A compaction hierarchy, not a single strategy. Cheap first (microcompact, snip). Expensive last (summarization, collapse). Pay for expensive compaction only when cheap compaction fails.
Error recovery as a first-class state in the loop. Each error type (rate limit, context overflow, auth failure, network error) gets its own recovery strategy inside the state machine. Not an outer try-catch.
Layer 4 from day one. Where does state live across sessions? How do permissions scale to teams? How does coordination work when you add parallelism? Retrofitting infrastructure is harder than designing for it by an order of magnitude.

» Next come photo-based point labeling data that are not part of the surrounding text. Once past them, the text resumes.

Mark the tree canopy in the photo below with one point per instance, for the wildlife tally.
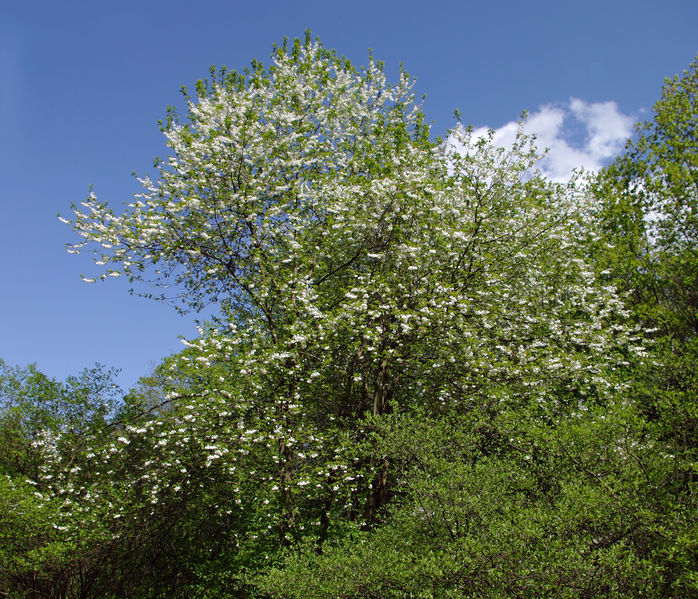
(428, 375)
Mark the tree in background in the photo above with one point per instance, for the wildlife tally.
(417, 383)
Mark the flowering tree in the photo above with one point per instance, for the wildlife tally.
(362, 271)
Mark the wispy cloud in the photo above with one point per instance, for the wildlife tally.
(577, 134)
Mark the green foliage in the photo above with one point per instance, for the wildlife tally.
(422, 381)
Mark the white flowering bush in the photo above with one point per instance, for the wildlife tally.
(363, 272)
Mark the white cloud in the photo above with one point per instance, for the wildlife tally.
(604, 130)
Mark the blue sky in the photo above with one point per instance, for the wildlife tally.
(83, 85)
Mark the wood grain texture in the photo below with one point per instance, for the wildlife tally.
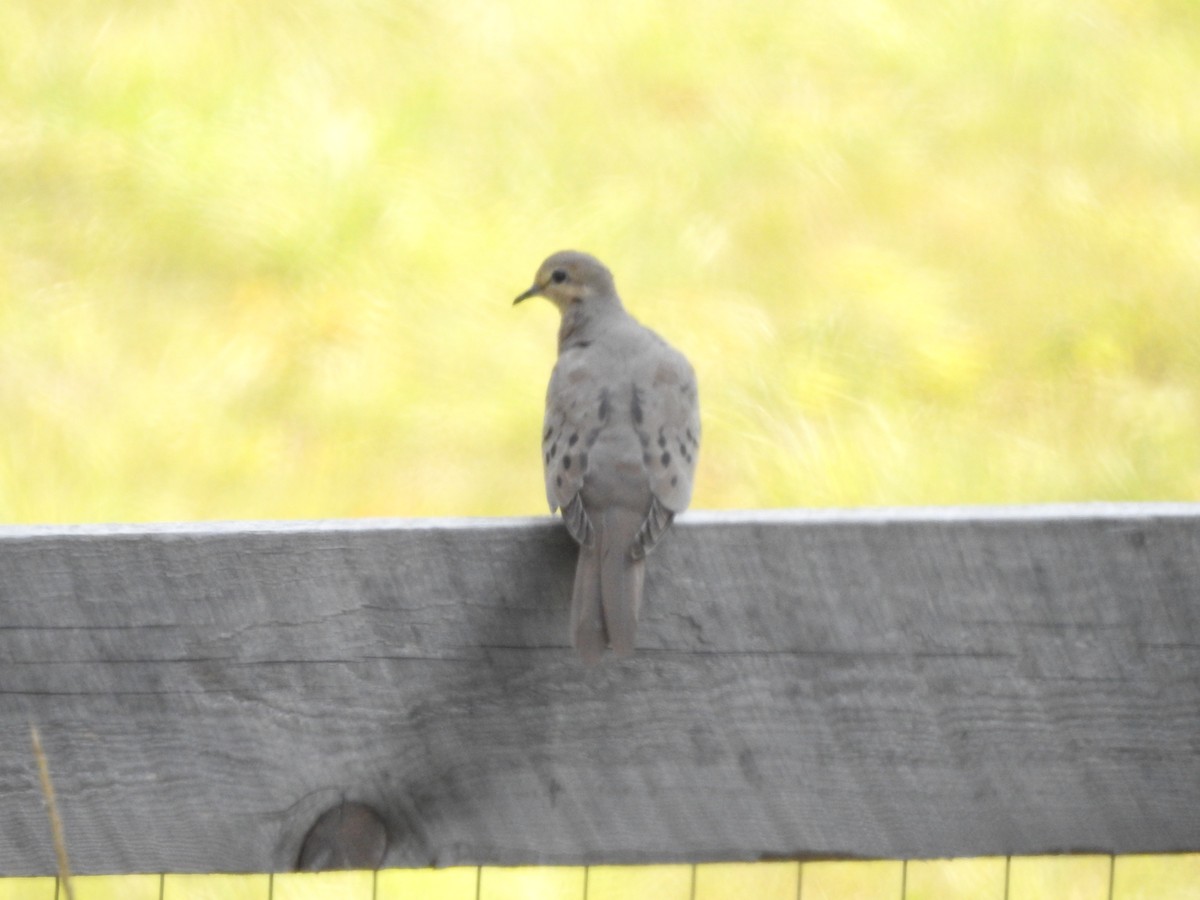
(917, 683)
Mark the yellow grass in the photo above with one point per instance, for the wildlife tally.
(258, 256)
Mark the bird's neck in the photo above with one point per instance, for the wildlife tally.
(583, 322)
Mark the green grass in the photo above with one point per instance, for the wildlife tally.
(258, 257)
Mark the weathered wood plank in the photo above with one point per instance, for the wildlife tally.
(887, 684)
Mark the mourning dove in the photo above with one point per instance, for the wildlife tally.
(619, 444)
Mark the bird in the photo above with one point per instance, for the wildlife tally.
(619, 443)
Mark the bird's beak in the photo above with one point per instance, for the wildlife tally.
(532, 292)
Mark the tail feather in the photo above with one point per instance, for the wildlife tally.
(588, 631)
(621, 577)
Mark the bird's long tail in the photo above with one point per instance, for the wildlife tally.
(607, 593)
(588, 633)
(621, 577)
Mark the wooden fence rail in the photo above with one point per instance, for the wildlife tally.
(904, 684)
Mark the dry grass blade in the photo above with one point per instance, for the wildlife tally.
(60, 847)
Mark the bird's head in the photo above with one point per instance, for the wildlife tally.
(570, 277)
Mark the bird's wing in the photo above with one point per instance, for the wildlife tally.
(666, 414)
(577, 407)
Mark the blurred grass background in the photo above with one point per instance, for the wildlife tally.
(257, 256)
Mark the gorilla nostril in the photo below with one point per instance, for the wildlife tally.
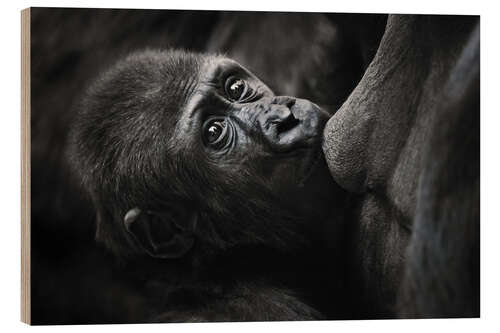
(287, 124)
(290, 103)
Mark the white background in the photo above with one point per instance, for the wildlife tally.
(490, 171)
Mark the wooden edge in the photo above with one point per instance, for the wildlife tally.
(25, 168)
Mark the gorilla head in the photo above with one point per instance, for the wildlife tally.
(186, 153)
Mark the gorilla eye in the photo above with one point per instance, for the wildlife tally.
(215, 131)
(236, 89)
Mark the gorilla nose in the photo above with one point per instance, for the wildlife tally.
(281, 123)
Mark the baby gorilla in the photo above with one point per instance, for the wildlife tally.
(200, 174)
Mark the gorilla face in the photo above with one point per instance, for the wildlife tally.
(244, 129)
(179, 148)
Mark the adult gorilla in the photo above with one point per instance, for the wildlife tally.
(210, 183)
(406, 144)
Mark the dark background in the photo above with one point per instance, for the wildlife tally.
(315, 56)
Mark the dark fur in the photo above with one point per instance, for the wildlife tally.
(406, 141)
(126, 153)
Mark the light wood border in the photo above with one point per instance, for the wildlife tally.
(25, 168)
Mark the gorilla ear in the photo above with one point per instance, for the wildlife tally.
(159, 234)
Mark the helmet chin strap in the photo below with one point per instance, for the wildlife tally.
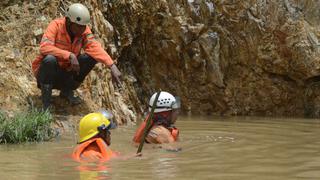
(162, 119)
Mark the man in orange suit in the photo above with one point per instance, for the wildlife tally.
(60, 64)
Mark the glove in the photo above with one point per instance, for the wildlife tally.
(74, 63)
(116, 75)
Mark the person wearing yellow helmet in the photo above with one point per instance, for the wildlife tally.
(94, 139)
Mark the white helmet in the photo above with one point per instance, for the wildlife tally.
(79, 14)
(166, 102)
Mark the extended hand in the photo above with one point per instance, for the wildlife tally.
(116, 75)
(74, 63)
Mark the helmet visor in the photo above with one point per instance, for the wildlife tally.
(177, 103)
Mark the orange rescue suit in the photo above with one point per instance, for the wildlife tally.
(56, 41)
(92, 150)
(139, 133)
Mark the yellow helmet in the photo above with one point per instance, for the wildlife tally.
(89, 124)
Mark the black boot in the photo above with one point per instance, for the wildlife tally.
(69, 95)
(46, 92)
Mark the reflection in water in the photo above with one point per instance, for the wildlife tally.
(89, 171)
(212, 148)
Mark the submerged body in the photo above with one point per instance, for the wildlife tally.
(93, 150)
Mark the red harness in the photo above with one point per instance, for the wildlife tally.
(138, 135)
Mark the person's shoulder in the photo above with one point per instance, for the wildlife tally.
(160, 129)
(60, 20)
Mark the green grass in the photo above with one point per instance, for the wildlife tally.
(28, 126)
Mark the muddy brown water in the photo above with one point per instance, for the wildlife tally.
(212, 148)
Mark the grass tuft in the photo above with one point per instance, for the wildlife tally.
(30, 126)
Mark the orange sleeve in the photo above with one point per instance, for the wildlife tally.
(94, 49)
(47, 45)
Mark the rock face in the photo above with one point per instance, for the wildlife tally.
(252, 57)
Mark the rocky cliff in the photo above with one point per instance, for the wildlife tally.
(251, 57)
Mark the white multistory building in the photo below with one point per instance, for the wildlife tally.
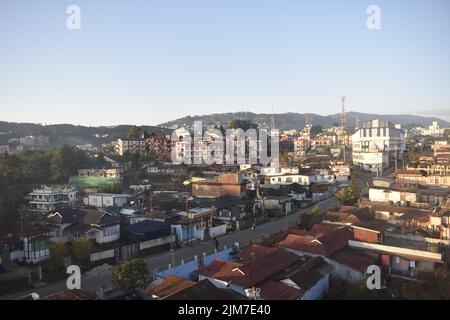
(46, 199)
(376, 143)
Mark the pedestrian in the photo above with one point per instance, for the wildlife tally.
(216, 242)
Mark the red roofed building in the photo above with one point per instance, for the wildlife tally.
(318, 241)
(270, 273)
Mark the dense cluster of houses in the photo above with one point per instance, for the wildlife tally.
(403, 225)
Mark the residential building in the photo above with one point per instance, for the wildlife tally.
(23, 242)
(156, 233)
(115, 173)
(227, 184)
(102, 200)
(131, 145)
(4, 149)
(38, 140)
(46, 199)
(376, 143)
(278, 275)
(423, 178)
(68, 224)
(195, 224)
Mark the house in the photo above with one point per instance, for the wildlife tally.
(440, 223)
(404, 216)
(351, 264)
(322, 240)
(154, 233)
(423, 178)
(24, 242)
(227, 184)
(131, 145)
(74, 294)
(376, 143)
(204, 290)
(401, 259)
(46, 199)
(276, 274)
(102, 200)
(169, 286)
(195, 224)
(115, 173)
(331, 242)
(68, 224)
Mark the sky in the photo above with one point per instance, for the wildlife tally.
(148, 62)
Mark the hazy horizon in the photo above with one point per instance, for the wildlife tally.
(149, 62)
(200, 115)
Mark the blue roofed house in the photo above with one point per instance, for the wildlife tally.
(68, 224)
(149, 234)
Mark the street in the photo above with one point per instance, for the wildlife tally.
(162, 260)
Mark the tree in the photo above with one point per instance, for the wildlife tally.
(350, 195)
(355, 189)
(80, 251)
(131, 275)
(447, 132)
(54, 267)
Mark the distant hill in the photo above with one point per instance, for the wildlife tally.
(68, 133)
(287, 121)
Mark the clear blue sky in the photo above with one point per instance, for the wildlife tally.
(146, 62)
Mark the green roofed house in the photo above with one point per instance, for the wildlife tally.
(92, 182)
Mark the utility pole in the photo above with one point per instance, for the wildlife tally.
(395, 154)
(187, 217)
(343, 124)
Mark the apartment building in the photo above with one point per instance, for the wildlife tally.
(115, 173)
(132, 145)
(376, 143)
(45, 199)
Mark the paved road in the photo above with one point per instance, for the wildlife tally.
(162, 260)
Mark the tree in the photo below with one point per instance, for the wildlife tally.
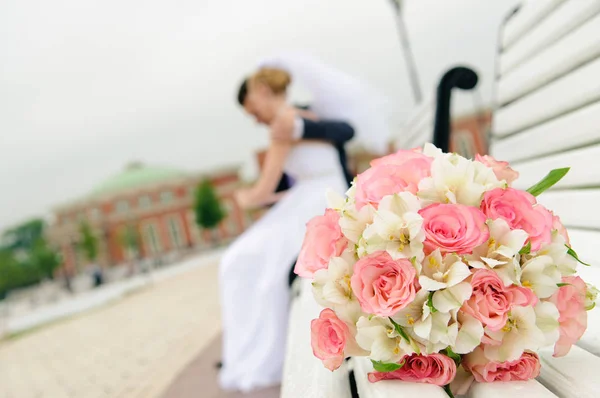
(129, 238)
(24, 236)
(25, 256)
(15, 274)
(88, 243)
(44, 258)
(207, 206)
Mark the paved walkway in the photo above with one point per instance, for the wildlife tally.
(132, 348)
(199, 379)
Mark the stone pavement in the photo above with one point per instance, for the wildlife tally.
(199, 379)
(132, 348)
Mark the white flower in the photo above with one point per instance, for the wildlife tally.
(541, 275)
(566, 264)
(379, 336)
(452, 298)
(469, 335)
(519, 334)
(455, 179)
(396, 228)
(432, 151)
(445, 278)
(500, 251)
(332, 289)
(438, 273)
(434, 330)
(353, 222)
(335, 201)
(547, 320)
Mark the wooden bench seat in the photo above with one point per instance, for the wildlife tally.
(547, 116)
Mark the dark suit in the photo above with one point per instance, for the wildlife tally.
(338, 133)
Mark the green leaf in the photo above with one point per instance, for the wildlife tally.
(526, 249)
(452, 355)
(448, 391)
(572, 253)
(551, 178)
(430, 303)
(386, 367)
(400, 331)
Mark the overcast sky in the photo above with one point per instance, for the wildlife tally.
(89, 85)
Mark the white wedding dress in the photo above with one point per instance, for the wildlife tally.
(254, 271)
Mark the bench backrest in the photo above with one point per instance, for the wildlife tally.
(548, 116)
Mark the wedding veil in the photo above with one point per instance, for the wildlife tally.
(338, 96)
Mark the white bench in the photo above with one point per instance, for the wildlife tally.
(547, 116)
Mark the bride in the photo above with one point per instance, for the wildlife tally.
(254, 270)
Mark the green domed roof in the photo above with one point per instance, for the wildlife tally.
(137, 175)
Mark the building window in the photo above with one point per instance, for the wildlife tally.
(176, 232)
(95, 213)
(145, 202)
(463, 143)
(152, 238)
(122, 206)
(166, 196)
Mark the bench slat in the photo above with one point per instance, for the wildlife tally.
(566, 17)
(529, 389)
(418, 129)
(570, 92)
(580, 46)
(575, 375)
(304, 375)
(576, 208)
(390, 388)
(530, 14)
(582, 127)
(582, 173)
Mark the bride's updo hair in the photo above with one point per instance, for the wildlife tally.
(278, 80)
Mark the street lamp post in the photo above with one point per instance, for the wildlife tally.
(408, 55)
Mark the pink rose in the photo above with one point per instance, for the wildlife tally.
(570, 301)
(435, 369)
(521, 211)
(491, 301)
(453, 228)
(401, 157)
(501, 169)
(391, 174)
(323, 240)
(328, 337)
(525, 368)
(382, 285)
(557, 226)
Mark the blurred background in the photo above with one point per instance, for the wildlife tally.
(122, 145)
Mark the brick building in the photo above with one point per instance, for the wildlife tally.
(152, 204)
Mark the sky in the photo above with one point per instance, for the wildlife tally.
(87, 86)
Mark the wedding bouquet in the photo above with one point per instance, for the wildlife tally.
(434, 265)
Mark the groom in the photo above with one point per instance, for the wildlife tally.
(304, 125)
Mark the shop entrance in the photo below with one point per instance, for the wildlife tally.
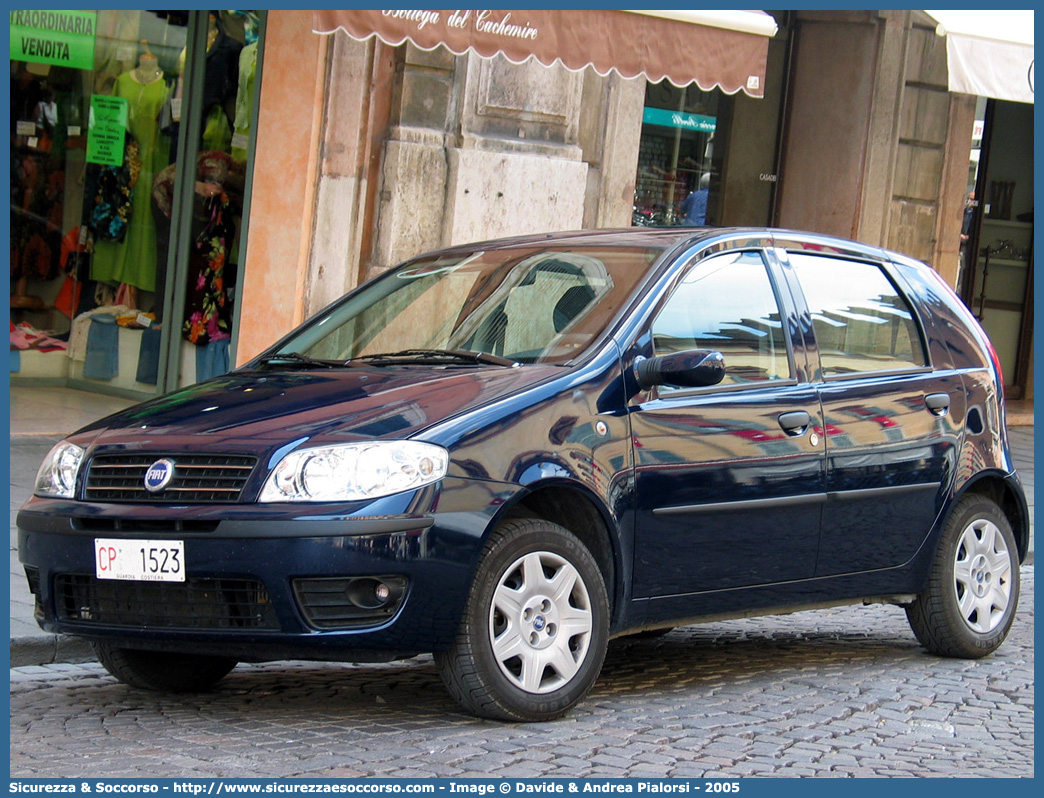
(997, 261)
(124, 261)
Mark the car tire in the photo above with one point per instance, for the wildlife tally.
(973, 588)
(535, 628)
(163, 672)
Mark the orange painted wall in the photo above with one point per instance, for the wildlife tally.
(282, 197)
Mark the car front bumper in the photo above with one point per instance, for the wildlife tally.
(266, 582)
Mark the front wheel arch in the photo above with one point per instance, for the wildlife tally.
(576, 511)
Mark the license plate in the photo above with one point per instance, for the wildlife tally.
(140, 560)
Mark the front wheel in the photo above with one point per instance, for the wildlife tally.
(535, 628)
(973, 589)
(163, 672)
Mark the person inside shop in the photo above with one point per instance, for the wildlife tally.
(694, 206)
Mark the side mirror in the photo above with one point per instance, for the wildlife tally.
(695, 368)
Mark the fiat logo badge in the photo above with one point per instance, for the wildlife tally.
(159, 475)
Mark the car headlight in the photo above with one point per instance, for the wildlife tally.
(356, 471)
(56, 477)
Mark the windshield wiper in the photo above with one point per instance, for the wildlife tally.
(435, 356)
(297, 357)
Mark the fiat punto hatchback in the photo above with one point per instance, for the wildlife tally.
(509, 452)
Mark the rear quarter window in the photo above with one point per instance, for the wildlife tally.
(861, 321)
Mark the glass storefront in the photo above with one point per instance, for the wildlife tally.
(124, 261)
(675, 156)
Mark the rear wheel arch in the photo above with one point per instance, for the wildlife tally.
(994, 487)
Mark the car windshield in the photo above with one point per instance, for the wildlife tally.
(518, 305)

Extension points that require no code changes. Markdown files, shell scripts, protocol-based tools cover 95% of extension needs. If users fork your code to customize behavior, your architecture has a gap.
The Model Is Commodity. The Environment Determines Outcomes.
Princeton NLP proved it with SWE-agent: same model, better environment, 64% improvement. Anthropic proves it daily with Claude Code: a 55-directory, 331-module TypeScript application that turns the same Claude model powering a chat interface into a coding agent that runs unattended for hours, recovers from API outages, manages its own context across thousand-turn sessions, and coordinates multiple parallel sub-agents on the same codebase.
Four layers. Most of the industry optimizes layer 1: bigger models, higher benchmark scores. The teams winning are investing in layers 3 and 4. Better environments. Better error recovery. Better permission systems. Better context management. Better coordination.
The source code is right there. The patterns are documented. The decisions are legible.
Build the harness. Then build the infrastructure around it.